Compliance teams at financial institutions are buckling under the weight of outdated surveillance systems, and a new survey by A-Team Group suggests the breaking point has arrived.
Researchers interviewed senior compliance operations and technology leaders at 16 firms, spanning investment banks, brokerages, asset managers and hedge funds, to understand what is driving the accelerating shift toward AI-driven electronic communications (e-comms) surveillance.
Commenting on the findings, Saifr stated they paint a stark picture of an industry stretched thin. The explosion of e-comms platforms, from email and instant messaging to collaboration tools and mobile channels, has made monitoring for market abuse, insider trading and misconduct significantly more complex. Remote and hybrid working models have compounded the strain, as has growing regulatory pressure from authorities around the globe.
At the heart of the problem is the chronic inefficiency of legacy surveillance architecture, which Saifr identified as failing across three critical dimensions.
The most glaring issue is the prevalence of false positives. Legacy systems are generating alert rates that, in some cases, reach as high as 99%, meaning nearly every flag raised by the system turns out to be irrelevant. One tier-1 global bank reported receiving 7,000 alerts from 5.5 million messages in a single day, with the vast majority proving to be false positives. Analysts at affected firms report spending up to 60% of their working time triaging non-issues, time that could otherwise be directed at genuine risks.
The second challenge is a fundamental lack of contextual intelligence. Legacy platforms rely heavily on lexicon-based detection, a method respondents described as outdated and ill-suited to the nuances of natural language. Systems trigger alerts on standalone keywords with no reference to surrounding conversation, meaning a casual discussion about baseball, in which someone mentions “stealing bases”, could generate a compliance review. Without the ability to assess intent or narrative context, the quality of surveillance remains poor regardless of alert volume.
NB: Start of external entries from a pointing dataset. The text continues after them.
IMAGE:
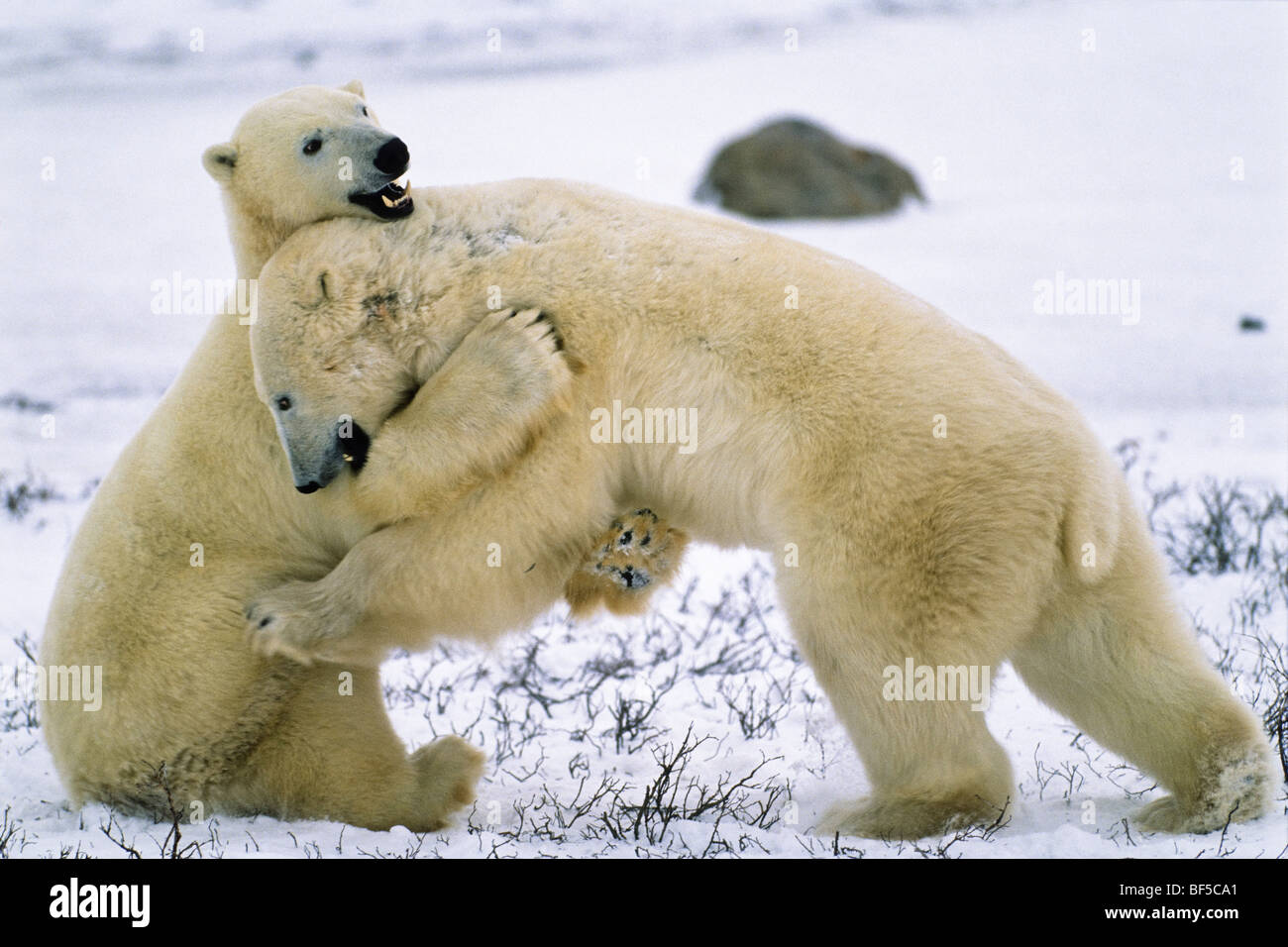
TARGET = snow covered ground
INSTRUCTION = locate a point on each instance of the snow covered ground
(1138, 142)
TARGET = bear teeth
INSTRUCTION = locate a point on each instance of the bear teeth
(403, 196)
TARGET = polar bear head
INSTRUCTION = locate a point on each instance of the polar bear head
(340, 341)
(305, 155)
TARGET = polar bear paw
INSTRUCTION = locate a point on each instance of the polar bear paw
(892, 818)
(524, 351)
(447, 774)
(638, 554)
(299, 621)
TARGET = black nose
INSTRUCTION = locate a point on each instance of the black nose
(391, 158)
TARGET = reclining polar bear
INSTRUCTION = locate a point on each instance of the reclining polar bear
(198, 515)
(947, 506)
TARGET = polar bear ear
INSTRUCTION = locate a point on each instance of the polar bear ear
(219, 161)
(318, 287)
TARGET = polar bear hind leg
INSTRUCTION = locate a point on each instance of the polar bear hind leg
(335, 757)
(1119, 659)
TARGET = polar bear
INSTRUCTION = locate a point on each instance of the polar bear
(948, 509)
(197, 515)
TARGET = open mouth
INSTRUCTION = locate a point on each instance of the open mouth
(389, 202)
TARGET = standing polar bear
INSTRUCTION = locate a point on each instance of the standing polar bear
(1012, 538)
(198, 515)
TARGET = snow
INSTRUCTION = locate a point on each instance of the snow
(1038, 158)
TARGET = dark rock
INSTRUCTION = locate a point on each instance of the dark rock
(795, 169)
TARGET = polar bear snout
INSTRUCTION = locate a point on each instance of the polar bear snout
(380, 191)
(317, 451)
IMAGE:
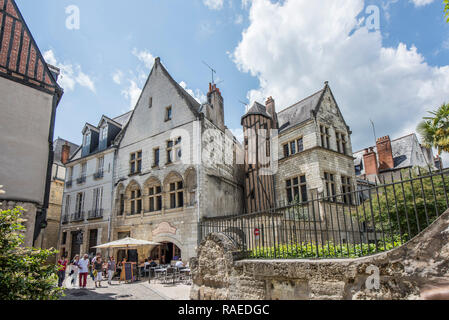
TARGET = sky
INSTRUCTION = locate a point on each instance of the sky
(386, 61)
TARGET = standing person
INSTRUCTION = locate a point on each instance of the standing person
(62, 264)
(83, 265)
(97, 266)
(111, 269)
(75, 269)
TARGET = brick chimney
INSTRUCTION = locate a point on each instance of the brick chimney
(65, 153)
(438, 162)
(385, 153)
(370, 161)
(215, 100)
(271, 109)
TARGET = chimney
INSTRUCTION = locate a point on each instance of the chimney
(216, 110)
(370, 161)
(65, 153)
(438, 162)
(385, 153)
(271, 109)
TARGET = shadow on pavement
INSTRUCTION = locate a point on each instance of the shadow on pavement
(77, 294)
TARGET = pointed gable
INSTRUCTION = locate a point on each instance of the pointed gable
(20, 57)
(160, 92)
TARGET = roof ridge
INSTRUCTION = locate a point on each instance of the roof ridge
(320, 91)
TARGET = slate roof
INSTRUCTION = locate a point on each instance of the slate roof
(123, 119)
(299, 112)
(57, 149)
(259, 109)
(403, 153)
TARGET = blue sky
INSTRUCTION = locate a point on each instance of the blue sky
(261, 48)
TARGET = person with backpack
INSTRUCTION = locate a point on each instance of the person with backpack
(83, 265)
(75, 269)
(62, 266)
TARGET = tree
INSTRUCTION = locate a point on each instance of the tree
(407, 208)
(446, 9)
(435, 130)
(24, 274)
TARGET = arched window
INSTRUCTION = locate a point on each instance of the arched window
(174, 187)
(154, 188)
(134, 194)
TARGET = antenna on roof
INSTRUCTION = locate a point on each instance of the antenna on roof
(374, 131)
(212, 70)
(246, 105)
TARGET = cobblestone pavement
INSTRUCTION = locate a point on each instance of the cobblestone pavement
(133, 291)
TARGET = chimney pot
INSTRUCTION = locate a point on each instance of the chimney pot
(385, 152)
(65, 153)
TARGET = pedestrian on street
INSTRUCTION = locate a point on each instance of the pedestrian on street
(62, 264)
(75, 269)
(83, 265)
(98, 267)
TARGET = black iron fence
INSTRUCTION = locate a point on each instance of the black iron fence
(347, 225)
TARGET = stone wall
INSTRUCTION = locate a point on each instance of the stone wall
(404, 273)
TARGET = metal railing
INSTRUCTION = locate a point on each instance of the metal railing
(95, 214)
(346, 225)
(77, 216)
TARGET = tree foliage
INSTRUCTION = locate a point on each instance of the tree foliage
(407, 208)
(24, 273)
(434, 130)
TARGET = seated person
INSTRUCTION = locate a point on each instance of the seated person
(153, 264)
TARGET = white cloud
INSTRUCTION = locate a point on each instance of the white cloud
(197, 94)
(292, 56)
(213, 4)
(421, 3)
(70, 74)
(145, 56)
(238, 19)
(117, 77)
(132, 93)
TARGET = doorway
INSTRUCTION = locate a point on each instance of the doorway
(165, 253)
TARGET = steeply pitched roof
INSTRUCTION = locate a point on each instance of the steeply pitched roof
(57, 149)
(123, 119)
(299, 112)
(20, 57)
(402, 149)
(257, 108)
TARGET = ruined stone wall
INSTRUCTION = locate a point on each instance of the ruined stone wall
(404, 273)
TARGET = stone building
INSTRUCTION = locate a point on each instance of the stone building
(152, 174)
(87, 201)
(389, 157)
(175, 164)
(314, 155)
(48, 238)
(29, 98)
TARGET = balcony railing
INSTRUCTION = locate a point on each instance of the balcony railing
(78, 216)
(65, 219)
(95, 214)
(81, 180)
(99, 174)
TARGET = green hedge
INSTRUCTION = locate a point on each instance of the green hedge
(327, 250)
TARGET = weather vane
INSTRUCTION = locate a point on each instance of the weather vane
(212, 70)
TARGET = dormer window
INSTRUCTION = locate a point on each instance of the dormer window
(104, 132)
(87, 138)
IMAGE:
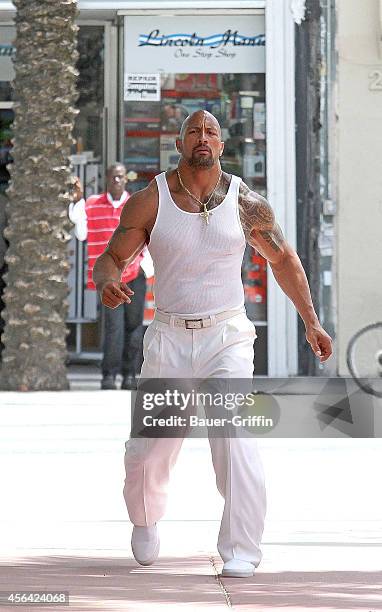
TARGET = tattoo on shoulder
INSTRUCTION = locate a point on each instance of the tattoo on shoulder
(121, 230)
(255, 212)
(257, 215)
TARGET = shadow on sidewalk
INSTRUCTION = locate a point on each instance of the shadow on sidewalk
(120, 584)
(102, 583)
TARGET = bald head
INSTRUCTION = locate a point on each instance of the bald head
(199, 142)
(198, 117)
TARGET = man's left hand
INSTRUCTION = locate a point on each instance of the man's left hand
(320, 341)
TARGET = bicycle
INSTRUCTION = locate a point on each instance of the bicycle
(364, 358)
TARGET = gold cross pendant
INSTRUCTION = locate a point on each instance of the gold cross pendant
(206, 214)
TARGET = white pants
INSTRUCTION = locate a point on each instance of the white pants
(224, 350)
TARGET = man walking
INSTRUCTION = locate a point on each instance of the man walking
(95, 220)
(197, 220)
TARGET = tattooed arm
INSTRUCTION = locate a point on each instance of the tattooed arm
(264, 234)
(137, 218)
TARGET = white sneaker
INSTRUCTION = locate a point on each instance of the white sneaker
(145, 544)
(236, 568)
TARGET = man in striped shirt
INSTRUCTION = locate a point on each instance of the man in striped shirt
(95, 220)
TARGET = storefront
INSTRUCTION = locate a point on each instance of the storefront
(143, 68)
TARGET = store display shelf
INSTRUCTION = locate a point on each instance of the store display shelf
(210, 94)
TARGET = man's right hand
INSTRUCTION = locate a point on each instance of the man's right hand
(113, 293)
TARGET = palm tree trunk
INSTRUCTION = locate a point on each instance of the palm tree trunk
(37, 279)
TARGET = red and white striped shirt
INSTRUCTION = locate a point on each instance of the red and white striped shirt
(102, 219)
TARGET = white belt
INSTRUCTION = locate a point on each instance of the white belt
(197, 323)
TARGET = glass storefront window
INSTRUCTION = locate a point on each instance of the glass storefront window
(7, 51)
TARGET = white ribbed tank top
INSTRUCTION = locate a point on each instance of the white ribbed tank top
(197, 266)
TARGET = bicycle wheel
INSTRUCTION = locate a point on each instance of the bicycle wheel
(364, 358)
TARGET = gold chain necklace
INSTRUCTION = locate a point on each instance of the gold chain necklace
(206, 213)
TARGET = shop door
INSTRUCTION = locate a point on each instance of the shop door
(217, 64)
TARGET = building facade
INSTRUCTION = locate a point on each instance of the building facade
(144, 65)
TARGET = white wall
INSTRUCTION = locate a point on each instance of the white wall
(359, 166)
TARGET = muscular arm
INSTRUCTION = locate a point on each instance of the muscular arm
(264, 234)
(126, 243)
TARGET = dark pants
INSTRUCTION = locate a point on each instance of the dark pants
(122, 350)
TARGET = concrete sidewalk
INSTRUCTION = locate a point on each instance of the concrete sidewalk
(64, 526)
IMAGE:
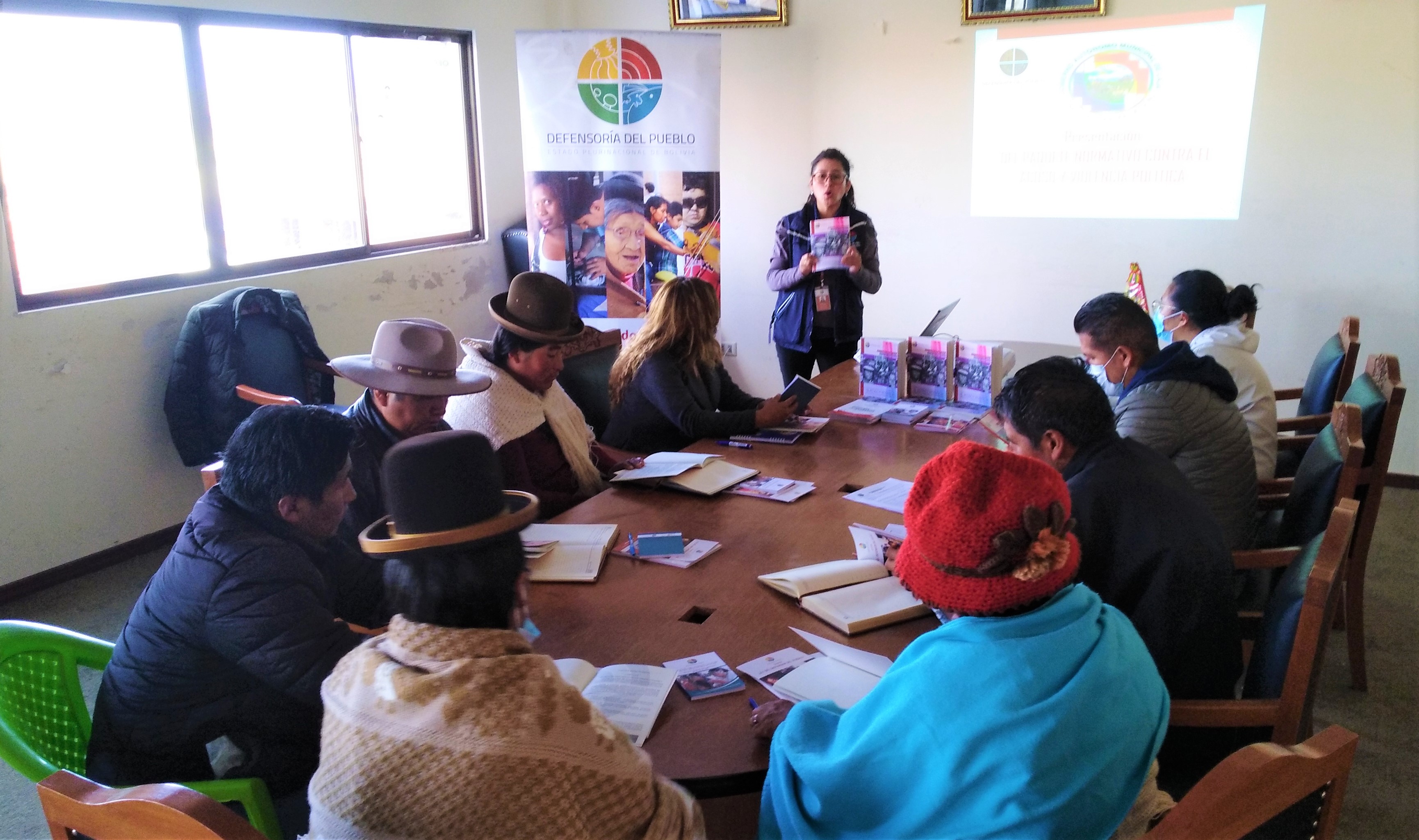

The third limitation is architectural rigidity. Many legacy platforms are simply too inflexible to integrate emerging AI capabilities, forcing firms to build parallel systems or undertake costly full replacements. One French tier-1 bank told researchers its legacy platform could not support advanced AI, prompting a full internal pivot to a modular, AI-ready architecture. Manual processes such as ongoing lexicon tuning add further drag, consuming compliance resource that cannot be redeployed elsewhere.
Against this backdrop, AI and large language models (LLMs) are gaining traction as credible solutions, not merely theoretical ones, it said.
On false positive reduction, the results are notable. Firms adopting LLM-based surveillance are reporting reductions of between 30% and 40% or more in alert volumes. In one striking case, an institution cut its total alerts from 900,000 down to 16,000 following LLM tuning.
AI is also enabling richer contextual analysis. Intelligent filtering can identify known benign patterns and remove them from the alert queue before human review. Advanced natural language understanding allows systems to distinguish between genuinely suspect communications and phrases that are merely superficially problematic. Some firms are now piloting AI-driven bulk closure of alerts where consistent benign patterns are detected across similar communications at scale.
On the architecture front, firms are investing in modular, flexible systems designed to absorb future AI advancements without major redevelopment cycles. One respondent highlighted that their new infrastructure had been specifically designed to benefit from “regular advances in AI”.